The civic-tech nonprofit Code for America and AI company Anthropic introduced a Claude-powered SNAP Policy Navigator at the Code for America Summit in Chicago on May 8, 2026. The tool helps public-benefits caseworkers quickly find accurate answers to thorny policy questions — explicitly not to decide who qualifies, but to give overworked staff clarity faster.
What it does
The Navigator lets a caseworker “quickly and accurately get an answer to a very specific policy question,” said Jana Rhyu, VP of Product at Code for America. Critically, she stressed, it “gets clarity on policy, not a decision on overall eligibility” — keeping humans in charge of the call.
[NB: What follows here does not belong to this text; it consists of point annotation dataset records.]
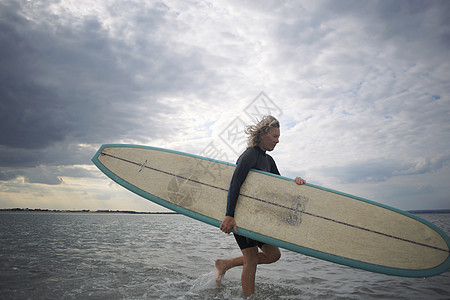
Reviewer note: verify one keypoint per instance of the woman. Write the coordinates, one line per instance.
(263, 137)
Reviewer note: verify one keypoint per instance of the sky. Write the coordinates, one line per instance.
(361, 89)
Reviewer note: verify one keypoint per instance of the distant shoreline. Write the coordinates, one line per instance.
(83, 211)
(106, 211)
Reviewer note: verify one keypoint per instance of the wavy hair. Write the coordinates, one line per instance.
(262, 127)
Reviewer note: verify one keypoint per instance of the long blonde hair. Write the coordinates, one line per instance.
(262, 127)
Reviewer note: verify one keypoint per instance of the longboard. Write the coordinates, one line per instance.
(308, 219)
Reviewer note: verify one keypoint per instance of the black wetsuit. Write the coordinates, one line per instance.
(252, 158)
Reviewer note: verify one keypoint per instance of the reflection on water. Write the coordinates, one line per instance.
(118, 256)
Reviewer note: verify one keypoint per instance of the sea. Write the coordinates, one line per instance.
(150, 256)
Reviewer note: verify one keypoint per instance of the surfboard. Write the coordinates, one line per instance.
(308, 219)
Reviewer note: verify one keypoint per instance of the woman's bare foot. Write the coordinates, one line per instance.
(221, 266)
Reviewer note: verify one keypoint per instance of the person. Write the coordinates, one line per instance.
(262, 137)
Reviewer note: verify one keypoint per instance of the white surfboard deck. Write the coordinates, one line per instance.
(308, 219)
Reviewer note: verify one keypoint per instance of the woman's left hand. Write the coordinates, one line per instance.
(300, 181)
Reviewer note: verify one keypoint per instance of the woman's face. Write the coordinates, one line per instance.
(270, 140)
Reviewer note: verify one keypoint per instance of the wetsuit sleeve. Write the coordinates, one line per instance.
(273, 166)
(246, 162)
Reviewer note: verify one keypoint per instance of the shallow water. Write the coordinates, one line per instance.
(120, 256)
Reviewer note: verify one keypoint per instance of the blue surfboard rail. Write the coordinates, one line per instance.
(443, 267)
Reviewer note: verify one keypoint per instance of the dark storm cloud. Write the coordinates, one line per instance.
(66, 80)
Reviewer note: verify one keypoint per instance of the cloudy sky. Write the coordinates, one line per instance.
(361, 89)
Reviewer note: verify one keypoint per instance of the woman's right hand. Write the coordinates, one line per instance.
(228, 224)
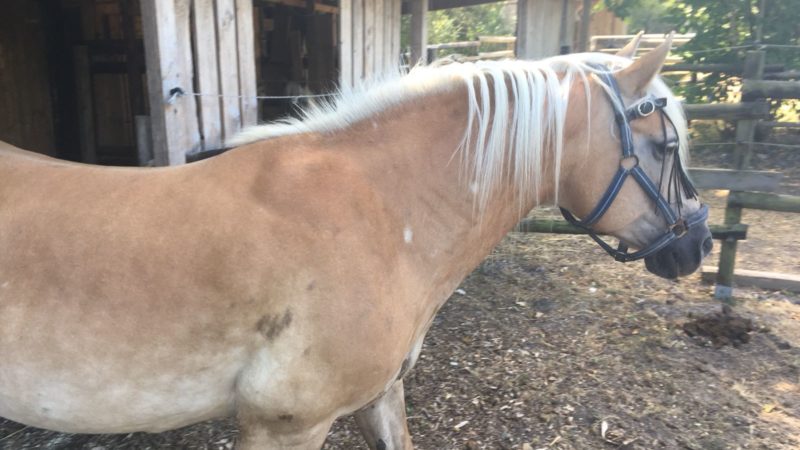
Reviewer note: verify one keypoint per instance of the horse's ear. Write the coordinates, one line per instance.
(630, 49)
(634, 79)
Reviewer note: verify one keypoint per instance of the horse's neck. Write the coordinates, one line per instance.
(410, 153)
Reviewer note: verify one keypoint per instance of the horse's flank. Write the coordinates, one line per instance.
(287, 280)
(237, 279)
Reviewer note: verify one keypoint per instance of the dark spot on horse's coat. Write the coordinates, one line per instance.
(403, 369)
(271, 326)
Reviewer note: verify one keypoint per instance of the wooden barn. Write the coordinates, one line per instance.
(137, 82)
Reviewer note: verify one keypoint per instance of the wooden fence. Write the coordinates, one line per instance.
(748, 189)
(485, 47)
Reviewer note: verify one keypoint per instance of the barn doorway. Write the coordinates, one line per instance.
(73, 72)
The timing matters. SNAP participation fell by more than 3 million people across 36 states as of January 2026, even as caseworkers absorbed expanded work requirements and payment-error provisions from legislation passed in July 2025. Michael Lai, who leads state and local government AI at Anthropic, described the caseworker’s reality as “an email inbox that’s always full, where each one requires care” — and cautioned that “AI shouldn’t be used for AI’s sake.”
Why it matters
This is AI aimed at the unglamorous middle of public service — the policy lookup, the backlog — where small time savings scale into real access for families. It’s a template worth watching: pair a clear human need with a tool that assists rather than replaces. For anyone learning to apply AI responsibly in their own organization, it’s a case study in practical, accountable AI.